NHKアーカイブス シルクロード 民族の十字路〜カシュガルからパミールへ〜

ドーム・尖塔・青いタイル。まさにアラビアンコースト。その手焼きタイルは、ルネッサンス期を再現したフォートレスにも通しる。
民族幼稚園の楽しげな様子。はにかみながら自己紹介する子供たち。・・・新シルクロードの小学生と比べたとき、環境の激変と、失われたものを感じさせられる。
バザールの様子も、にぎやかでありながら、牧歌的。・・・新シルクロードの悲惨さ・悲壮感と、随分違う。
誇り高く、楽しげに真剣に働く職人たち。再訪番組で、この楽器職人が、実はいろんな部族の楽器を合奏できるように音階を統一した人だったという話をしていたっけ。
パキスタン統治下のカシミールからのトラック隊。700kmを8日間かけて。ほんの11年前、道路が開通するまではらくだの隊商だった、そのムードが濃厚。歓迎会。服装は人民服と背広・ワークシャツと違っても、リズム感は同じ。シンドバッドに通じる雰囲気・・・。
パミール越えの道中は厳しく。
アーリア系のタジク族、巨大な古城。ギリシャペルシャ・インド・中国が出会う場所。それでも服は、人民服。国境での民兵訓練、アフガニスタン紛争の影響で銃声は立てられない。
タジク族の結婚式。あっ、数ヶ月前の再訪番組で、訪ね歩いてようやく見つけた人たちだ。実は長年抑えられていた民族の風習を、ひさしぶりに復活させ、撮影したとのことだったっけか。
パキスタン国境での短い別れ。そのまま進めばインドへ。でも限られた人しか進めない。
西に進めばアフガニスタンペルシャ・ローマ。でも紛争で国境は閉鎖。
今、パミール地震で大変なはず。隊商のひとびと、どうされているのだろう・・・。


新シルクロードより、25年前のひとびとのほうが幸せそうに見える。
ただそれは、民族の風習が再解放された喜びもあったのかもしれないなぁ。改めてみると、観客はみな人民服。


ゲスト鶴田真由さん 3年前、1ヶ月滞在。真摯で素敵な女性になられたなぁ。
都会に帰ってきて音の聞こえ方が違う。あちらは近くで音がしない。空気も薄く、澄んでいる。時の流れもゆっくり。大自然と自分が一体になったような。
歴史年表をさかのぼっているような旅。文物、風土、信仰心。対自然の信仰。大切なものなのに置いてきてしまっているような気がした。・・・とのこと。まったく同感。


(11/25追記)
25年前は、TVに映ってるひとびとにも「これは公のためだ」という意識があったのかもしれない。
そして僕が訪ねた19年前も、市場経済の導入が進み、個人の利益を追求できるようにはなっていたものの、僕たち外国人との交流には、「異文化コミュニケーション」みたいな、公意識はあったように感じる。特に蘭州以西では。
今、各々が自分の利益のために・・・という色が強くなりすぎ、やりがいを感じづらくなっているのかもしれないなぁ。
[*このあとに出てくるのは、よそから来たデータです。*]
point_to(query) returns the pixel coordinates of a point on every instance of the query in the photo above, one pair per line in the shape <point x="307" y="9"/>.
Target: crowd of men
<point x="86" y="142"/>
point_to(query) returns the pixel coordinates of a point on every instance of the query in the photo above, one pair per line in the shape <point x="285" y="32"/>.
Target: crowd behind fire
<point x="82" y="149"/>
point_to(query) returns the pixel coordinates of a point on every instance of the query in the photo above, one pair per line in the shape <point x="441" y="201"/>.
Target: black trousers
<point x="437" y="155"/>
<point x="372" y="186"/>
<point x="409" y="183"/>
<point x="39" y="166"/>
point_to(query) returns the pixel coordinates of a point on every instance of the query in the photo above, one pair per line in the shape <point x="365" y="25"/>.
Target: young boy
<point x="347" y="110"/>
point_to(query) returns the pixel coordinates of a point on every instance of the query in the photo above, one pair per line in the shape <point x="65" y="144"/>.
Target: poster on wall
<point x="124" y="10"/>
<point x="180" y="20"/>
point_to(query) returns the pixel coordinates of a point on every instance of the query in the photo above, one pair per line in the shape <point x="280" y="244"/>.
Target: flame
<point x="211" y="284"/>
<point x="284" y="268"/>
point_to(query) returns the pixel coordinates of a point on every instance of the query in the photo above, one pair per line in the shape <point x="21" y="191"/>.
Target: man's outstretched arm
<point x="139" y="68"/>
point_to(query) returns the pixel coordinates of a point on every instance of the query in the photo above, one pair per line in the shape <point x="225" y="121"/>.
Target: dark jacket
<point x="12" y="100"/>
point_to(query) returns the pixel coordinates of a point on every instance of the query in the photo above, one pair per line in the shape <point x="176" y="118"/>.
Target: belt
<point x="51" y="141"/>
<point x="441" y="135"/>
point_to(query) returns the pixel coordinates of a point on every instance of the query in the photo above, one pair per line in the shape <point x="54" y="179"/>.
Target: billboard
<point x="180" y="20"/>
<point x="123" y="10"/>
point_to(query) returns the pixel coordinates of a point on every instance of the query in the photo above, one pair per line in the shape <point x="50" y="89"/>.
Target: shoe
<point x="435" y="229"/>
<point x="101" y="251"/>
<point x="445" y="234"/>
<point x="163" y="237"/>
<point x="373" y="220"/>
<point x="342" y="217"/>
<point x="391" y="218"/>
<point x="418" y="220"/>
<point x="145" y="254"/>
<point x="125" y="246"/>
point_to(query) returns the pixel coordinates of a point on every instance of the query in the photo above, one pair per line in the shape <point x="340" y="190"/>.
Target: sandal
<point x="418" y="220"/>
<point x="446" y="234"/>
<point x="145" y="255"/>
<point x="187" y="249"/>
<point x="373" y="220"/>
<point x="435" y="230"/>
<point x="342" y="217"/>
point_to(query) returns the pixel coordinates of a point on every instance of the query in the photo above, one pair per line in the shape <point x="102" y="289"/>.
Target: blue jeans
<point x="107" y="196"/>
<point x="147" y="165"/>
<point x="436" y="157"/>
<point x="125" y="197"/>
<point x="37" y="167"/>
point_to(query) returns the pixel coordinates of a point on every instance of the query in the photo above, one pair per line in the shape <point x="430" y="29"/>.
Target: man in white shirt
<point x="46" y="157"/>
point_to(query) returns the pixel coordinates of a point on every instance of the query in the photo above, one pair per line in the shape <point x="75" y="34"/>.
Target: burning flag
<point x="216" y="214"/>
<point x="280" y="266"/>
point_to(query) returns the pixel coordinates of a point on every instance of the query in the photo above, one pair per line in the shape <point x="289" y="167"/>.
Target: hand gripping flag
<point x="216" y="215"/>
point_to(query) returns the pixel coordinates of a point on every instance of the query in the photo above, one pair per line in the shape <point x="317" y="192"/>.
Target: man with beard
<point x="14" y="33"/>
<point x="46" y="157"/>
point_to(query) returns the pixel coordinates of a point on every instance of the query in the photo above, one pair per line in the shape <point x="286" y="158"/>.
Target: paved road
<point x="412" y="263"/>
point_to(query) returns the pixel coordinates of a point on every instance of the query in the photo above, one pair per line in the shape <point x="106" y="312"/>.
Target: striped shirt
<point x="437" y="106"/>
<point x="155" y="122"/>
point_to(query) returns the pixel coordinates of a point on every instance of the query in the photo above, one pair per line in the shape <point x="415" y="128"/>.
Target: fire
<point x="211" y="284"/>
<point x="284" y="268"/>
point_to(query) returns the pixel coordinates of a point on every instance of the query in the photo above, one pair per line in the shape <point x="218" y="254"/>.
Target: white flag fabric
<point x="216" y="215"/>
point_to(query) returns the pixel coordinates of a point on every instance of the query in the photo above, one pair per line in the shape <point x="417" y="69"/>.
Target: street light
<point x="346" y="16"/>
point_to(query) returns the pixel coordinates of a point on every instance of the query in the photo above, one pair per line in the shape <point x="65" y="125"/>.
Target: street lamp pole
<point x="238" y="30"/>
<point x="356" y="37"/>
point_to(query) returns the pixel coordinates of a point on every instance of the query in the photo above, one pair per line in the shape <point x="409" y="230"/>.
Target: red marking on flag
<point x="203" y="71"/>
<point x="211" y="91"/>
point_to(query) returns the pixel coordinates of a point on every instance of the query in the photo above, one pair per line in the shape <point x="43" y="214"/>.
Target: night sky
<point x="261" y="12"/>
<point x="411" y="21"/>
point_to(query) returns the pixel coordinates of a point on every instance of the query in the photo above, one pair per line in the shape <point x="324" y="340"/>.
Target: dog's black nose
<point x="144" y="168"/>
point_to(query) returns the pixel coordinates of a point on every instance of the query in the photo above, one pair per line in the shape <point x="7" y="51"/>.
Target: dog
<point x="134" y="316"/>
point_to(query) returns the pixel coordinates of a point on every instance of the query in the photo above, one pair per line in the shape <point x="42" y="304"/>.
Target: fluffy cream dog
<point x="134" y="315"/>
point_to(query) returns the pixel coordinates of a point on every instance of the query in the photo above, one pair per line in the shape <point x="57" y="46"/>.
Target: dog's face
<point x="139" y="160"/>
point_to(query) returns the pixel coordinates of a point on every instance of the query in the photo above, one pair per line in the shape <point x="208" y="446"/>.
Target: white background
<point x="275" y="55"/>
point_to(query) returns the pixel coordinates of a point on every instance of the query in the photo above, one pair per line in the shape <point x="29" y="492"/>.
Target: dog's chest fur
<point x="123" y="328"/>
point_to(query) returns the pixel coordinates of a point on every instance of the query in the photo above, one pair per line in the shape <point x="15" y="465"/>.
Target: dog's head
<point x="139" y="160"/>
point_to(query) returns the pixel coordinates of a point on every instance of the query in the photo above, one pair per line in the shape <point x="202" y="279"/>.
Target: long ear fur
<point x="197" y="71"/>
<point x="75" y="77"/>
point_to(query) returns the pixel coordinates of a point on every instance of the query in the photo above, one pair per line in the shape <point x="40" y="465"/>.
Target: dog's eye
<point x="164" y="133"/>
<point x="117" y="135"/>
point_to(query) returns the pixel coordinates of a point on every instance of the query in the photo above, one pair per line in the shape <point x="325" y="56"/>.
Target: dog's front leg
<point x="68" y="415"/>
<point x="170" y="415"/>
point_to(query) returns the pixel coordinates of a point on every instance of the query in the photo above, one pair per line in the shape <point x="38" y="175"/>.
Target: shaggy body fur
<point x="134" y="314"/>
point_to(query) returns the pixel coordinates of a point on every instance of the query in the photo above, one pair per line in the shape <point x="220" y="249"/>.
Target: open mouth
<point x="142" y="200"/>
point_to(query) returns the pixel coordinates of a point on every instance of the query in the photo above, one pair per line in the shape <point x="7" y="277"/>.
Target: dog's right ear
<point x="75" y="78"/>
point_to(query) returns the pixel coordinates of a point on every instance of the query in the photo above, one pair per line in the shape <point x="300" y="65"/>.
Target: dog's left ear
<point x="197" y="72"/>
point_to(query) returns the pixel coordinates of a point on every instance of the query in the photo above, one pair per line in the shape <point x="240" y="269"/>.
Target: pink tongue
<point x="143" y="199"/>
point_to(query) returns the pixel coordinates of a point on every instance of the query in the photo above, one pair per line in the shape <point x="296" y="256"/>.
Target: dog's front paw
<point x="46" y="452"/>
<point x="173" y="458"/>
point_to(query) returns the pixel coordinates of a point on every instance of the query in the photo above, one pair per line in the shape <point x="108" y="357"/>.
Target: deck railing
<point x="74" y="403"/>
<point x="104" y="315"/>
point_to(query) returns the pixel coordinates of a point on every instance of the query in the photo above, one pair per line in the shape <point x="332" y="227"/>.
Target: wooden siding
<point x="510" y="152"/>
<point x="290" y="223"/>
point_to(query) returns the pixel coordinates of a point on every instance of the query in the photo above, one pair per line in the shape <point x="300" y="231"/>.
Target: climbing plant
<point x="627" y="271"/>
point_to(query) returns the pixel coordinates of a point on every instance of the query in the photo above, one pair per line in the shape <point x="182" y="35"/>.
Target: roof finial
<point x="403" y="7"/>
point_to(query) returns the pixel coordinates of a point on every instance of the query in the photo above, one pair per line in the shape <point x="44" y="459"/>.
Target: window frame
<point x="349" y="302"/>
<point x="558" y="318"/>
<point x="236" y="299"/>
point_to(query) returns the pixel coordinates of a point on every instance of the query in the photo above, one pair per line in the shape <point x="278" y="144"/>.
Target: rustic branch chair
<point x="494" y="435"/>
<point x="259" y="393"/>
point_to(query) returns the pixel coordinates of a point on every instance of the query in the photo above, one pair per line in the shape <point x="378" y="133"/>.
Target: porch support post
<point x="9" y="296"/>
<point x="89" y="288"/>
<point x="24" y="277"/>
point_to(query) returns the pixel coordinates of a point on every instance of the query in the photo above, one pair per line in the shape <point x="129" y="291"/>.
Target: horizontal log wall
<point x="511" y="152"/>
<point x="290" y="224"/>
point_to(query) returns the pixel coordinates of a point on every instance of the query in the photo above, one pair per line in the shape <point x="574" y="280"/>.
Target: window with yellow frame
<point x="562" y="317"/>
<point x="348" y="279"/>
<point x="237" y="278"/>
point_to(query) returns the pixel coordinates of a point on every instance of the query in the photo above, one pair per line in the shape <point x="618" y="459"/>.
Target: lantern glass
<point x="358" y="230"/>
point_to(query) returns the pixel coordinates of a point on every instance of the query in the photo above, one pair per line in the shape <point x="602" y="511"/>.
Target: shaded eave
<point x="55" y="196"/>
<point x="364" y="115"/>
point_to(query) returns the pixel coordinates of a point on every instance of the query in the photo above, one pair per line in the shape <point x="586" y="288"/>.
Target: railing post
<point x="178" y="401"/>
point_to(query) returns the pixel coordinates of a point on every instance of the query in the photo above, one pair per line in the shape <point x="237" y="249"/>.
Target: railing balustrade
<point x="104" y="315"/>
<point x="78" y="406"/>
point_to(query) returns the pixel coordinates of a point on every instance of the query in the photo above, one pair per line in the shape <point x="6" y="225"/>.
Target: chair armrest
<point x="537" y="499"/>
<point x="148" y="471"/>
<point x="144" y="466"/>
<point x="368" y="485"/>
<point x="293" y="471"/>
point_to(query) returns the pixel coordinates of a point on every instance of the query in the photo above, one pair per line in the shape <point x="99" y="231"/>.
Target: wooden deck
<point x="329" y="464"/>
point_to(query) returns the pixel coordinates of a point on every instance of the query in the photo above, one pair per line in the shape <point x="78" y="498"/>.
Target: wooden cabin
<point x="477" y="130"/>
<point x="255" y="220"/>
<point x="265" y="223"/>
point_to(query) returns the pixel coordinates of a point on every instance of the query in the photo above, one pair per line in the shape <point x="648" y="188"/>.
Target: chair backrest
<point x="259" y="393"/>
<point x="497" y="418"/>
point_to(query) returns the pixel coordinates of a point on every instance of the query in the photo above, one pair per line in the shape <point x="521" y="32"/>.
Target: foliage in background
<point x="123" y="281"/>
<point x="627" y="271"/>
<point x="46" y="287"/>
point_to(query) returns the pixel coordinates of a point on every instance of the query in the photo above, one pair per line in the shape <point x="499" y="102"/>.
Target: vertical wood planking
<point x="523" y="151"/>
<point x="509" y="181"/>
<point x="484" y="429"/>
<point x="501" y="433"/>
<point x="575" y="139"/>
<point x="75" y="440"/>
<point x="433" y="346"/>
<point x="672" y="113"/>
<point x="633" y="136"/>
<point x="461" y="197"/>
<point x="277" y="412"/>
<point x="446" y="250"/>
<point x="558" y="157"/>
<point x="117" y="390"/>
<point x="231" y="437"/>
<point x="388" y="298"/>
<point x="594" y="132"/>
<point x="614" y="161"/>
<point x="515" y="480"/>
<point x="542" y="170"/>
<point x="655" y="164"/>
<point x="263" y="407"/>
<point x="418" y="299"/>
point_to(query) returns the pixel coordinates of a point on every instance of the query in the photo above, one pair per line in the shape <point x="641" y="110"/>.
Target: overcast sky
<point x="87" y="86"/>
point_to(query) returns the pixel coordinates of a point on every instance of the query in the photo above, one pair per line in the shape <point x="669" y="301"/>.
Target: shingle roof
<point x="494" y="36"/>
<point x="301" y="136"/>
とはいえ18年前でも、あまりに大きな経済ギャップゆえに、西安では観光客が街角で襲われるなんて事件が起きていると、注意を喚起された。バスが止まる都度、物売りがわらわらと寄ってきたり。競争が激しいだけに、われさきにという場面もしばしば目撃した。
一方で、カシュガルの少年たちや、西安のホテルのひとびと、敦煌のバザールのシシカバブー売りの兄さん、印象深い出会いをした人々は、みな「公の為」というよりは、ひとりのひととして、損得を超えたつながりをもたらしてくれた。
「xxの為」を越えた部分にこそ、楽しみはあるのかもしれないなぁ。